NVIDIA GT200 Rumours & Speculation Thread

Status
Not open for further replies.
If both IHVs have merely increased the amount of ALUs per cluster, I have severe doubts that 2008 will be an interesting year. They might increase arithmetic throughput on paper with such a "quick and dirty" trick, yet not overall efficiency.
 
If both IHVs have merely increased the amount of ALUs per cluster, I have severe doubts that 2008 will be an interesting year. They might increase arithmetic throughput on paper with such a "quick and dirty" trick, yet not overall efficiency.
Well, such G100 would still have 50% more processors than G80 (24 vs 16) so it should be quite faster anyway. But i'd prefer the same amount of SPs/processor myself.
 
Well, such G100 would still have 50% more processors than G80 (24 vs 16) so it should be quite faster anyway. But i'd prefer the same amount of SPs/processor myself.

Having the same amount of SPs per processor would be another scenario that could eventually under circumstances make sense. Instead of having MADD+MUL, what exactly speaks against having more than 3 FLOPs/SP (whereby the third FLOP is rather rarely used for general shading afaik)?

I'm not saying it is or will be, I'm merely pointing out (as again in the past) that sterile numbers are just that sterile numbers and they mean jacksh*t until more details surface about the internas of an architecture and per FLOP overall efficiency. A G71/GX2 has on paper more theoretical MADD FLOPs than a G80...errrr so what?
 
Just a random idea: increase the number of ALUs per Interpolation/SFU unit. The current ratio is very high and it seems simpler to me (and more efficient) to change that rather than try to expose the MUL better...
 
Just a random idea: increase the number of ALUs per Interpolation/SFU unit. The current ratio is very high and it seems simpler to me (and more efficient) to change that rather than try to expose the MUL better...
It would require re-engineering of the operand paths (more bandwidth!) to enable this performance gain, I guess. It's certainly an intriguing idea.

Jawed
 
Just a random idea: increase the number of ALUs per Interpolation/SFU unit. The current ratio is very high and it seems simpler to me (and more efficient) to change that rather than try to expose the MUL better...
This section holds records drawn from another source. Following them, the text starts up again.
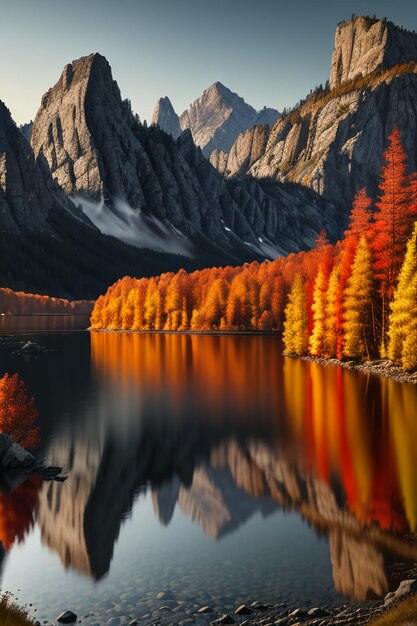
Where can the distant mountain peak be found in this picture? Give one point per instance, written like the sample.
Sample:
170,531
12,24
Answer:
364,45
219,116
165,117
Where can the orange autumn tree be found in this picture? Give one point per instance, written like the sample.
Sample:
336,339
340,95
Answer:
393,219
357,305
18,412
295,334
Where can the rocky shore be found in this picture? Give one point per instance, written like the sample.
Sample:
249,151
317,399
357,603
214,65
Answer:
383,367
164,609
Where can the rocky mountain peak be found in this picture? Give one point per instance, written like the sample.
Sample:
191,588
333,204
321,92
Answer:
28,196
219,116
165,117
364,45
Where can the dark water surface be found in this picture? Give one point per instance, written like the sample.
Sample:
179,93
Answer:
210,467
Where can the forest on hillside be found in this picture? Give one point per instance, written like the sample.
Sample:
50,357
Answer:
355,299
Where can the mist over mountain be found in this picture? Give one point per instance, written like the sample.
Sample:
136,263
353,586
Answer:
141,186
267,190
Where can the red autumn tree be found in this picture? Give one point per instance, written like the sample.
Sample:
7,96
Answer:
393,218
16,511
18,412
360,216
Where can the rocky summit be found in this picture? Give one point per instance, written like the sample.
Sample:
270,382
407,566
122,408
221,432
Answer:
165,117
141,186
333,141
218,117
29,199
364,45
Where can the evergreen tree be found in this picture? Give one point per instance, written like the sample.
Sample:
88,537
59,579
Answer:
295,326
357,304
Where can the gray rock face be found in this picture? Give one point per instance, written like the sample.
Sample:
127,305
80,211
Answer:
26,130
335,140
218,117
248,148
12,456
165,117
135,182
364,45
28,195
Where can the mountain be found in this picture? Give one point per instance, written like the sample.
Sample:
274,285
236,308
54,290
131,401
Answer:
248,148
218,116
28,197
333,141
146,189
165,117
47,245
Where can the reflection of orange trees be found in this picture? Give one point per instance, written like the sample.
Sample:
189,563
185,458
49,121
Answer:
221,375
16,511
368,442
18,412
19,303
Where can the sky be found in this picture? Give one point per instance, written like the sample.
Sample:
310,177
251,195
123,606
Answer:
271,52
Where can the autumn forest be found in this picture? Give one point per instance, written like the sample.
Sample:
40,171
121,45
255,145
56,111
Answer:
352,300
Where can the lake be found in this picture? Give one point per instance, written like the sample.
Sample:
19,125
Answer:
210,468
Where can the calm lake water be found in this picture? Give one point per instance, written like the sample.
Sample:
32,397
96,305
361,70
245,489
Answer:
208,467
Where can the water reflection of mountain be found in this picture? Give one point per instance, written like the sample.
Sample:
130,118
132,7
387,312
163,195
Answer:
213,425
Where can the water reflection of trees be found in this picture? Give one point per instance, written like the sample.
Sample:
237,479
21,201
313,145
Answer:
221,428
18,499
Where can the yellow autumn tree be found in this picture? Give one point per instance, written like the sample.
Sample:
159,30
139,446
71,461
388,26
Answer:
295,325
357,305
403,308
318,308
331,313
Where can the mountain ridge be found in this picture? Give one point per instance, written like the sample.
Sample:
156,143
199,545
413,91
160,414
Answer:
334,140
138,184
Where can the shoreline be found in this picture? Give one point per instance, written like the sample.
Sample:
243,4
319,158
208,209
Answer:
381,367
165,609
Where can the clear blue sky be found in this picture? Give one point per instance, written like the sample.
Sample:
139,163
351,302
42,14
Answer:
270,51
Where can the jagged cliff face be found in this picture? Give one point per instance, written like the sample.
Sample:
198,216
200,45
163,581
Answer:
218,117
247,150
142,187
165,117
333,143
28,195
365,45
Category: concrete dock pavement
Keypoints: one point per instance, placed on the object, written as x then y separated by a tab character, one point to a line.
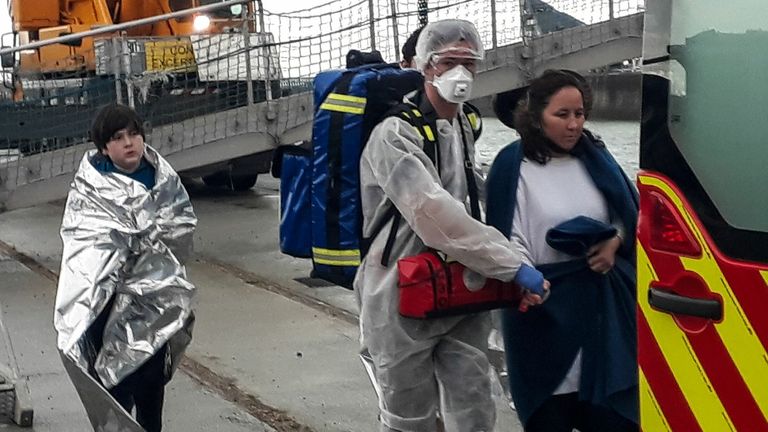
269	352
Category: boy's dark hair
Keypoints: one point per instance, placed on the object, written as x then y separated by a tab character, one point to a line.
111	119
409	47
527	116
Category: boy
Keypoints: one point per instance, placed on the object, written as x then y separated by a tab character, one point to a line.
124	304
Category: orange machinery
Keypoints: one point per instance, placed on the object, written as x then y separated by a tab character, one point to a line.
48	19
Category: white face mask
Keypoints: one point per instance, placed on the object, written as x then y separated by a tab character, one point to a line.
454	85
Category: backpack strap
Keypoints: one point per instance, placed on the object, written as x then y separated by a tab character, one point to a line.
411	114
474	200
426	127
475	119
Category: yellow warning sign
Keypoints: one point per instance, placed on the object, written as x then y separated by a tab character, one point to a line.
170	56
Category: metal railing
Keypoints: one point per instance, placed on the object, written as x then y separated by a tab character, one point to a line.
263	56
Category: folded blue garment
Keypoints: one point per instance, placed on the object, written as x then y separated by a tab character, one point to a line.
575	236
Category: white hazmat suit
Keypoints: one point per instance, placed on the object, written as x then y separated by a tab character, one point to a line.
420	365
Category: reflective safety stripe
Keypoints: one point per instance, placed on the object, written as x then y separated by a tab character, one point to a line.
344	103
348	257
651	417
736	332
681	357
474	121
347	98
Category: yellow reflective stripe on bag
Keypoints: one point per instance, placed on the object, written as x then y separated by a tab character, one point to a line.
344	103
349	257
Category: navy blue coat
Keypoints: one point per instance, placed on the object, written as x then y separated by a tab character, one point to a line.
586	310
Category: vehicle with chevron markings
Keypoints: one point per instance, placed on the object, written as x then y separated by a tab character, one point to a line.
703	230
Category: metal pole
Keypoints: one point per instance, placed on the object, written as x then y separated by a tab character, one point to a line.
494	37
126	68
527	27
371	22
116	57
265	43
124	26
393	8
247	45
423	12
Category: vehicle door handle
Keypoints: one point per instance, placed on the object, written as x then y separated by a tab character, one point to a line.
669	302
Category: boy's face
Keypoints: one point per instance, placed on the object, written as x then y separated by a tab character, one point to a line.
125	149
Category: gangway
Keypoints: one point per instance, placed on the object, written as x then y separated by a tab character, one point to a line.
218	104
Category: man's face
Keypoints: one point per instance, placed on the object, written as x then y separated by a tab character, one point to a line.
460	54
125	149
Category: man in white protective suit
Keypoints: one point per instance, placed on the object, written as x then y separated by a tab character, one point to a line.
439	365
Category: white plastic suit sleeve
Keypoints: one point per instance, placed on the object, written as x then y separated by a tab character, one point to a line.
410	180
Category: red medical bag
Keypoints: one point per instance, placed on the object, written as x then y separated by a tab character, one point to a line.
430	287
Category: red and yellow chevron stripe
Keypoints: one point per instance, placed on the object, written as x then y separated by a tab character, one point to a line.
698	375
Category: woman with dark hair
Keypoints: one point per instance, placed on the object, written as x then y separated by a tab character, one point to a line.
560	193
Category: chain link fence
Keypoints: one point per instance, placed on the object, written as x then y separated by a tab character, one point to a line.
203	81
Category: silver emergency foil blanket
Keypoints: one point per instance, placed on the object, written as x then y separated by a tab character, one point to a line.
121	239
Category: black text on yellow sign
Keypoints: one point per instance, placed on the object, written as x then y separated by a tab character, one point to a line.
170	56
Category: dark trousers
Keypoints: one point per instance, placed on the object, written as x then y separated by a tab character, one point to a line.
564	413
145	389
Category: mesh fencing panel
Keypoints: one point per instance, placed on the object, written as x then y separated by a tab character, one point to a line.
196	89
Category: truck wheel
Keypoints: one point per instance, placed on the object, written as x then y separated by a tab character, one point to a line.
243	182
218	179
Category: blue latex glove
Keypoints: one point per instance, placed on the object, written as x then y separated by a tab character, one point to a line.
530	279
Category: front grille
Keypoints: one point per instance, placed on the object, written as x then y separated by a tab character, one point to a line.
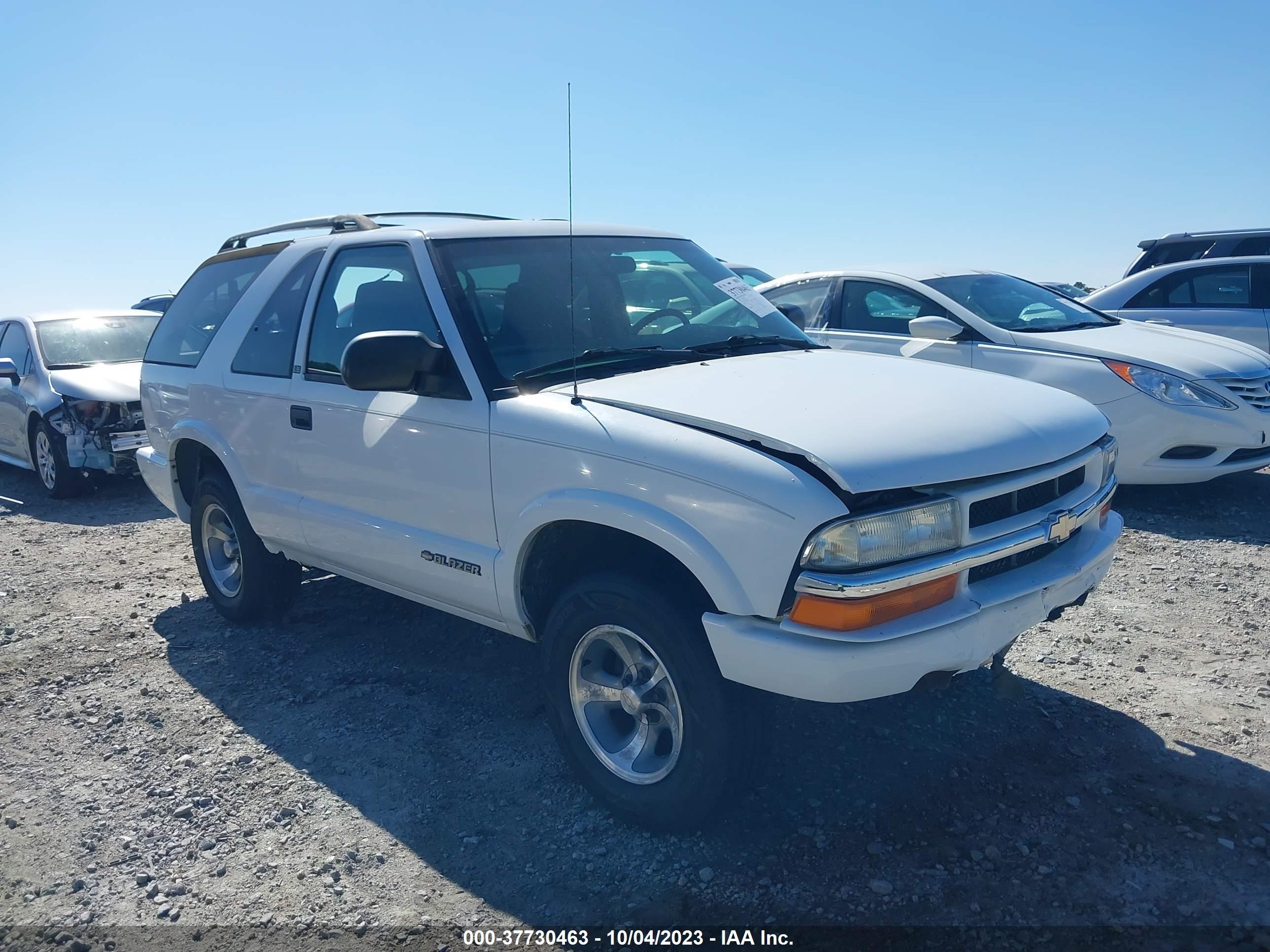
1188	452
1251	391
1017	561
1022	501
1241	455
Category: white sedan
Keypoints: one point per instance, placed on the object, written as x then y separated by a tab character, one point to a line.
1187	407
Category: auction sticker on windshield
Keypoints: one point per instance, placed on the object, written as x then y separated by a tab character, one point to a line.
742	294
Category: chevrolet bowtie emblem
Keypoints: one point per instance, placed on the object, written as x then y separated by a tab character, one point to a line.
1061	526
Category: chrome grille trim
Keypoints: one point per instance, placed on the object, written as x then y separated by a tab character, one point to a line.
1254	391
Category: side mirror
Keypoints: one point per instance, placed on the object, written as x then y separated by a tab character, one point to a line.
934	328
390	360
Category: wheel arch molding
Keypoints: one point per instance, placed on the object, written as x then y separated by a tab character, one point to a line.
519	570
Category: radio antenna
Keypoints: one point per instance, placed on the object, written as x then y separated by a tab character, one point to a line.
573	328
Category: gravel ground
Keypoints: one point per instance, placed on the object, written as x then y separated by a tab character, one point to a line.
375	768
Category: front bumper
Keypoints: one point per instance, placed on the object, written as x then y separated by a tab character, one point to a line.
1147	428
957	636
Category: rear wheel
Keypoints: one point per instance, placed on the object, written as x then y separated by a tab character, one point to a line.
638	704
49	455
243	579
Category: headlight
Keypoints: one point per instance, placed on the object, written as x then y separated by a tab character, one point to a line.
879	539
1166	387
1110	451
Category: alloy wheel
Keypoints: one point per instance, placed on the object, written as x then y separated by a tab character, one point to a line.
625	704
221	550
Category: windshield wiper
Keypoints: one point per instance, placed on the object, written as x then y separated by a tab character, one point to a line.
742	340
1081	325
606	354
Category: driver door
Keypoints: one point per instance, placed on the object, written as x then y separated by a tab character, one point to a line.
13	403
873	316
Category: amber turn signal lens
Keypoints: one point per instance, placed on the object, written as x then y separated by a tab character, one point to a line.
1122	371
856	613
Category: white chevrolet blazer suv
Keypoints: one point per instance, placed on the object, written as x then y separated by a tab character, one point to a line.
676	494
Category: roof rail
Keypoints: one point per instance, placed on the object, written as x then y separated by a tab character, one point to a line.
439	215
336	223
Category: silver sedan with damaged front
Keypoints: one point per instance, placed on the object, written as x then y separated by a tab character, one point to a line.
70	395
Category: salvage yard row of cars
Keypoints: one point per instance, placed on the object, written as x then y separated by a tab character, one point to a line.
605	441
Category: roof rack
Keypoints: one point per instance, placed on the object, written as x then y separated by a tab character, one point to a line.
336	223
439	215
349	223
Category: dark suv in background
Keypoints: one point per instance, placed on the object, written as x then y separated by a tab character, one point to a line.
1192	245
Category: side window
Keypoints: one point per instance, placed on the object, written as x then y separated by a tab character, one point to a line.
1229	286
888	309
268	347
803	303
1222	287
367	289
202	305
17	348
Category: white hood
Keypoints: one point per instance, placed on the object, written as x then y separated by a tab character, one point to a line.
1189	353
109	382
869	422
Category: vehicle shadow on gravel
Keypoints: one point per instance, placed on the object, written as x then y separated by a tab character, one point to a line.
432	729
108	502
1235	507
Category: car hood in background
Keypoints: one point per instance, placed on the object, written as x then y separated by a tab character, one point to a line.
1191	353
868	422
111	382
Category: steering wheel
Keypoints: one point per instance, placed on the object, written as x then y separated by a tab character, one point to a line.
666	311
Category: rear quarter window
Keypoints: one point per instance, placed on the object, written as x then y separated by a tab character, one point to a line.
202	305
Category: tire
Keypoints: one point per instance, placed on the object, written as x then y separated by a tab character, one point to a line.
244	580
678	787
49	457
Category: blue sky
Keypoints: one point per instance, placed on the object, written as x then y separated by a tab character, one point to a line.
1039	139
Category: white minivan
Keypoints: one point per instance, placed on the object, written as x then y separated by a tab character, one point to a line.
1185	407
I wasn't thinking of "just exposing" the MUL better.
 
It would require re-engineering of the operand paths (more bandwidth!) to enable this performance gain, I guess. It's certainly an intriguing idea.
I'm not sure if I'm misunderstanding what I said or if it's the other way around! :) My idea was to change the ratio, which can be accomplished not only by increasing the number of SPs per multiprocessor but also by decreasing the number of interpolators per multiprocessor. Remember that the two interpolators are 4-wide, while the ALU is 8-wide... That doesn't mean you couldn't make the ALU wider instead, but both are possible.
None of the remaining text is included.